Gavroche estaba en esos momentos muy preocupado, pero no eran los cartuchos lo que lo preocupaba.
El hombre de la calle de Les Billetes acababa de entrar en la sala de abajo y había ido a sentarse a la mesa menos iluminada. Le había correspondido un fusil de munición de calibre grande y lo tenía colocado entre las piernas. A Gavroche, hasta entonces, lo habían tenido entretenido cien cosas «divertidas» y ni siquiera se había fijado en aquel hombre.

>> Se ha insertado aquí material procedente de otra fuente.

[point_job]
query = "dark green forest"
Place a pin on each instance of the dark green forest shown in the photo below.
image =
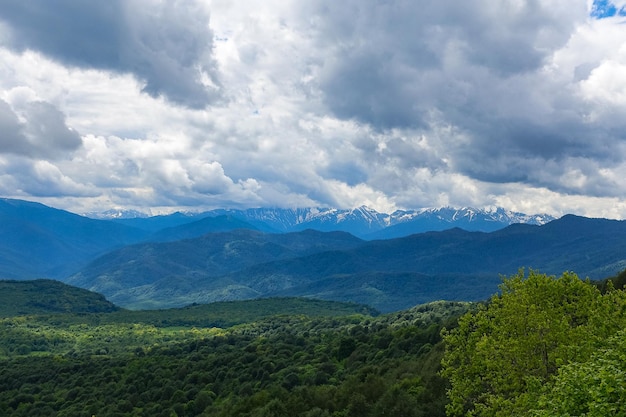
(542, 346)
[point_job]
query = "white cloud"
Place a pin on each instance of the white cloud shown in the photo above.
(392, 105)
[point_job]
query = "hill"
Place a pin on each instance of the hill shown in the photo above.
(386, 274)
(42, 296)
(37, 241)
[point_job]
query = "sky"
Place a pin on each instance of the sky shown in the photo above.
(162, 105)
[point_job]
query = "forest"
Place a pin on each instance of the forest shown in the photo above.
(543, 345)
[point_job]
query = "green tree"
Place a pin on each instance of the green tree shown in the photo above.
(498, 358)
(596, 388)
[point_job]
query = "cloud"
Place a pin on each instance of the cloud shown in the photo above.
(166, 45)
(393, 104)
(39, 131)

Cuando entró, Gavroche lo siguió mecánicamente con la vista, admirando su fusil; luego, de pronto, cuando el hombre se hubo sentado, el golfillo se levantó. Quienes hubieran espiado al hombre hasta entonces habrían visto cómo lo miraba todo en la barricada, y al grupo de insurrectos, con singular atención; pero, desde que había entrado en la sala, había caído en una especie de ensimismamiento y parecía no ver ya nada de cuanto ocurría. El golfillo se acercó a aquel hombre pensativo y empezó a dar vueltas alrededor de puntillas, como quien anda cerca de alguien a quien teme despertar. Al tiempo, por aquel rostro infantil, tan descarado y tan serio a la vez, tan alocado y tan profundo, tan alegre y tan acongojante, iban pasando todas esas muecas de viejo que quieren decir: «¡Caramba! ¡No puede ser! ¡Veo visiones! ¡Estoy soñando! ¿A ver si va a ser…? ¡No, no es! ¡Que sí, que sí que es! ¡Que no!», Gavroche se columpiaba en los talones, crispaba los puños dentro de los bolsillos, movía el cuello como un pájaro y prodigaba en un mohín desmesurado toda la sagacidad del labio inferior. Estaba estupefacto, inseguro, incrédulo, convencido, deslumbrado. Tenía la misma cara que el jefe de los eunucos en el mercado de esclavas al descubrir una Venus entre un montón de gordas y la expresión de un aficionado que reconoce un Rafael entre un montón de pintarrajos. Todo en él estaba activo, el instinto que olfatea y la inteligencia que combina. Estaba claro que a Gavroche le pasaba algo muy importante.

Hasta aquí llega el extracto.